To Vox’s list we can now add speechwriter David Sorensen:
[Sorensen’s former wife Jessica] Corbett first contacted The Post a week before Porter’s case became public. She said that during her marriage to Sorensen, he ran a car over her foot, put out a cigarette on her hand, threw her into a wall and grasped her menacingly by her hair while they were alone on their boat in remote waters off Maine’s coast, an incident she said left her fearing for her life. During part of their marriage, he was a top policy adviser to Republican Maine Gov. Paul LePage.
She said she did not report her abuse allegations to police because of Sorensen’s connections to law enforcement officials.
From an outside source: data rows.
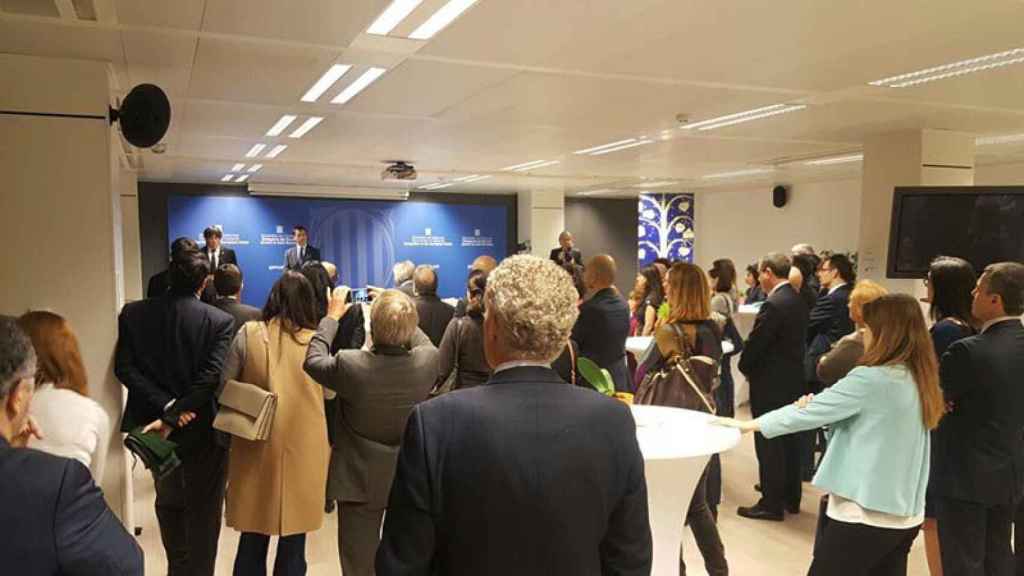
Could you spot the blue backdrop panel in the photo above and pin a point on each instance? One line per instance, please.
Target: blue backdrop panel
(363, 238)
(666, 228)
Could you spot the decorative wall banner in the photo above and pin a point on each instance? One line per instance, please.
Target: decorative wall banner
(364, 239)
(666, 228)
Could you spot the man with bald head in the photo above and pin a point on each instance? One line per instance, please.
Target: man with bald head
(604, 321)
(434, 314)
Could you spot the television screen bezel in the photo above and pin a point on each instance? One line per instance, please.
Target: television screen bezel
(900, 192)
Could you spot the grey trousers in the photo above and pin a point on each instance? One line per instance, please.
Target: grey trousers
(358, 536)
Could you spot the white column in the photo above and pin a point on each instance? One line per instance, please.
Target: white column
(542, 218)
(59, 219)
(910, 158)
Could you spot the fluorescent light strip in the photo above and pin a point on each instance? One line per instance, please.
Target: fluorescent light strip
(731, 116)
(972, 63)
(523, 165)
(441, 18)
(836, 160)
(750, 172)
(1006, 138)
(280, 126)
(955, 73)
(755, 117)
(617, 148)
(275, 151)
(324, 84)
(309, 124)
(392, 15)
(654, 184)
(358, 85)
(610, 145)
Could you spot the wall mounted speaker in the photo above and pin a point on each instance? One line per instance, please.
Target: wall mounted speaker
(779, 195)
(144, 115)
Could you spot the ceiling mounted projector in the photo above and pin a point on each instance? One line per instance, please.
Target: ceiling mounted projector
(398, 170)
(144, 115)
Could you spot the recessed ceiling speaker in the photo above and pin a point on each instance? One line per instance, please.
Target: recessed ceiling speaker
(779, 195)
(144, 115)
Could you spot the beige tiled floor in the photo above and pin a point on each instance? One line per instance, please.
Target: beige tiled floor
(753, 547)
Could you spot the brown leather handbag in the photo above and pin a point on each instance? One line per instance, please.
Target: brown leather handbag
(684, 380)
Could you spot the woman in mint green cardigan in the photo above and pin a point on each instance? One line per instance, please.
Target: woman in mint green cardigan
(876, 468)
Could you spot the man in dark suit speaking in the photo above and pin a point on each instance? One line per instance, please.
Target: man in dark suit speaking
(54, 518)
(773, 363)
(565, 255)
(980, 461)
(604, 321)
(302, 252)
(214, 252)
(523, 475)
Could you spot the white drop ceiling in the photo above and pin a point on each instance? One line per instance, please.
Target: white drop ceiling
(515, 81)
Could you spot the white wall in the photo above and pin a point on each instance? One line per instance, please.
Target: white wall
(59, 221)
(742, 224)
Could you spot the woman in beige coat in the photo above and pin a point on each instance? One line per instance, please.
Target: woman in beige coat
(275, 487)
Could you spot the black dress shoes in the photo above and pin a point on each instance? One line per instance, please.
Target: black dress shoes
(759, 512)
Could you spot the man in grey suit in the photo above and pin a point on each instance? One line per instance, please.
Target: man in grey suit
(377, 389)
(434, 313)
(302, 252)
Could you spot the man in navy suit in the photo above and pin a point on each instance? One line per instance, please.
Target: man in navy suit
(604, 322)
(302, 252)
(979, 467)
(55, 521)
(773, 364)
(829, 318)
(525, 474)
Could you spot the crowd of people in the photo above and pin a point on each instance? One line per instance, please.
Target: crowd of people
(382, 413)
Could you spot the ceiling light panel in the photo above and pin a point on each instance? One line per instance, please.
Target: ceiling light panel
(602, 147)
(617, 148)
(445, 15)
(309, 124)
(281, 124)
(952, 70)
(358, 85)
(391, 15)
(324, 84)
(836, 160)
(736, 173)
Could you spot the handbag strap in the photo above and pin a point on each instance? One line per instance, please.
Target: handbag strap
(572, 360)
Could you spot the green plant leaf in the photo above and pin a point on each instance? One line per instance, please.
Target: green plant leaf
(598, 377)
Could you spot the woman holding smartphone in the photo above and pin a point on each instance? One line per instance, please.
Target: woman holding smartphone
(877, 466)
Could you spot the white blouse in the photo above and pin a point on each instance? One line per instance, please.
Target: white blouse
(73, 426)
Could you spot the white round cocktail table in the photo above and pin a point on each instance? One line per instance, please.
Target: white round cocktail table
(676, 445)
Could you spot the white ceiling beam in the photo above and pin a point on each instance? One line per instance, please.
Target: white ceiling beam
(67, 9)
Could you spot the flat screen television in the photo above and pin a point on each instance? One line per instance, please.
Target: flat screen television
(981, 224)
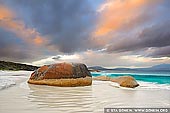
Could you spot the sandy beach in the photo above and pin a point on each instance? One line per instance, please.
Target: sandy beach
(27, 98)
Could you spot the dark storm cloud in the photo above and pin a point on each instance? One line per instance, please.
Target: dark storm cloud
(155, 36)
(10, 47)
(67, 23)
(161, 52)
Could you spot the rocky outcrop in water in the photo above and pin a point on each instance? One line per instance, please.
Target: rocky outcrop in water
(62, 74)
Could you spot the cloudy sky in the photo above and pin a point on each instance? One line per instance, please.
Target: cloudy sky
(110, 33)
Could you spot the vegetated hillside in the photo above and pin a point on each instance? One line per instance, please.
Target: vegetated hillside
(5, 65)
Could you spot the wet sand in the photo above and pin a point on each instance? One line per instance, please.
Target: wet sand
(28, 98)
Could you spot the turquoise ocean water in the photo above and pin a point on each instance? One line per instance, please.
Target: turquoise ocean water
(159, 77)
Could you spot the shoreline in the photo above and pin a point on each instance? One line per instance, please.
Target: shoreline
(28, 98)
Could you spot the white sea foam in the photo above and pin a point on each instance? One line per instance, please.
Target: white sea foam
(10, 78)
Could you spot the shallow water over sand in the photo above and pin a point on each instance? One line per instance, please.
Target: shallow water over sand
(28, 98)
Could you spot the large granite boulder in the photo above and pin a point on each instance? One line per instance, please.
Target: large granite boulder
(62, 74)
(124, 81)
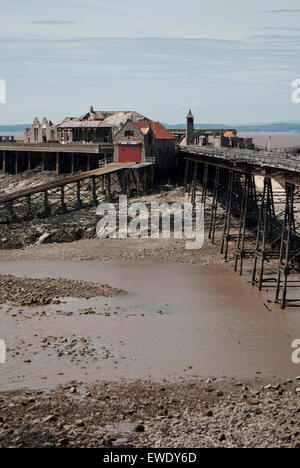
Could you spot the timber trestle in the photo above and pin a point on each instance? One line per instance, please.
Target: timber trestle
(260, 224)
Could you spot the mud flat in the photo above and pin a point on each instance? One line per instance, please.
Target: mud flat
(146, 414)
(142, 344)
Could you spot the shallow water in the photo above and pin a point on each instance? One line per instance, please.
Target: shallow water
(178, 321)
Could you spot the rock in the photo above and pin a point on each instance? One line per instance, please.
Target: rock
(139, 428)
(79, 423)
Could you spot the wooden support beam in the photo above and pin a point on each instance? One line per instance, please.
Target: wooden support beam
(214, 208)
(62, 200)
(16, 163)
(4, 162)
(227, 222)
(72, 163)
(57, 163)
(78, 195)
(94, 192)
(47, 209)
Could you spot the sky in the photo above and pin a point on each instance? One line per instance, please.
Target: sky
(231, 62)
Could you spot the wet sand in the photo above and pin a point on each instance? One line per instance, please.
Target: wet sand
(177, 322)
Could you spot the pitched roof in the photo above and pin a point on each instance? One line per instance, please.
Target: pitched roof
(160, 132)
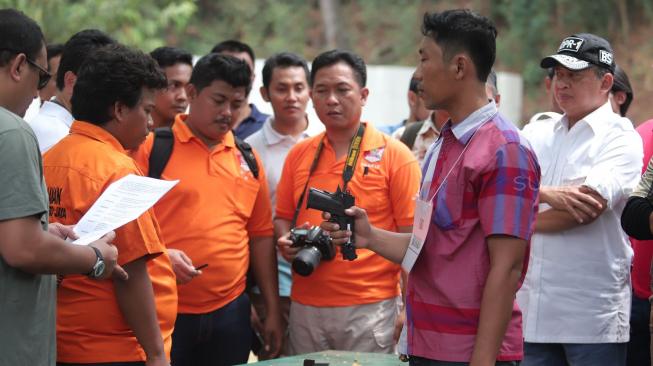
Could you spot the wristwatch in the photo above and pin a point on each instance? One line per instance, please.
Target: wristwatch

The goblins in Rossetti’s poem appear to offer women what they want. Seen in terms of our drama, Laura is enticed by the promise of fulfilling her heart’s desire. What woman would not want to marry the successful and charming Portman, who according to ex-wife Jennie Willoughby outwardly appears a perfect gentleman. (“Everyone loved him. People commented all the time how lucky I was. Strangers complimented him to me every time we went out.”) Think of him as selling women goblin fruit:
Come buy, come buy:
Our grapes fresh from the vine,
Pomegranates full and fine,
Dates and sharp bullaces,
Rare pears and greengages,
Damsons and bilberries,
Taste them and try:
Currants and gooseberries,
Bright-fire-like barberries,
Figs to fill your mouth,
Citrons from the South,
Sweet to tongue and sound to eye;
Come buy, come buy.
Unfortunately, the fragile egos of authoritarian types such as Trump, Porter, etc. rely on the submission of women. Without that, they feel they are nothing. For a woman to resist, therefore, represents an existential crisis that can trigger blows. The women who give in (Laura) function as momentary reassurance whereas those who refuse to play the game (Lizzie) elicit just such violence as Trump and Trump staffers meted out to their wives:
They began to scratch their pates,
No longer wagging, purring,
But visibly demurring,
Grunting and snarling.
One call’d her proud,
Cross-grain’d, uncivil;
Their tones wax’d loud,
Their looks were evil.
Lashing their tails
They trod and hustled her,
Elbow’d and jostled her,
Claw’d with their nails,
Barking, mewing, hissing, mocking,
Tore her gown and soil’d her stocking,
Twitch’d her hair out by the roots,
Stamp’d upon her tender feet,
Held her hands and squeez’d their fruits
Against her mouth to make her eat.
To a degree, Rossetti bought into the Victorian angel-in-the-house ideal. In Coventry Patmore’s 1854 poem by that name, women are especially to be commended for their submission if the man does not deserve it. Therefore, the goblins’ assault becomes an occasion for Lizzie to exhibit Christian fortitude and endurance:
Though the goblins cuff’d and caught her,
Coax’d and fought her,
Bullied and besought her,
Scratch’d her, pinch’d her black as ink,
Kick’d and knock’d her,
Maul’d and mock’d her,
Lizzie utter’d not a word…
Heroic martyrdom is problematic because it strips women of other responses, but we can still look to Lizzie as a model because she holds fast to her sense of self worth. This allows her to maintain her dignity against men who are “mad to tug her standard down”:
White and golden Lizzie stood,
Like a lily in a flood,—
Like a rock of blue-vein’d stone
Lash’d by tides obstreperously,—
Like a beacon left alone
In a hoary roaring sea,
Sending up a golden fire,—
Like a fruit-crown’d orange-tree
White with blossoms honey-sweet
Sore beset by wasp and bee,—
Like a royal virgin town
Topp’d with gilded dome and spire
Close beleaguer’d by a fleet
Mad to tug her standard down.
Lizzie’s strength saves the abused Laura, a wonderful instance of female solidarity. (Perhaps Laura is who we too often are, Lizzie who we aspire to be.) The sisterhood lauded by the women’s marches and the #MeToo movement is captured in the closing lines of the poem, where Laura recalls Lizzie’s aid:
For there is no friend like a sister
In calm or stormy weather;
To cheer one on the tedious way,
To fetch one if one goes astray,
To lift one if one totters down,
To strengthen whilst one stands.
Men can develop such friendships with women but they must surrender their sense of entitlement to do so. At the moment, it is very difficult to find useful models amongst Trump Republicans.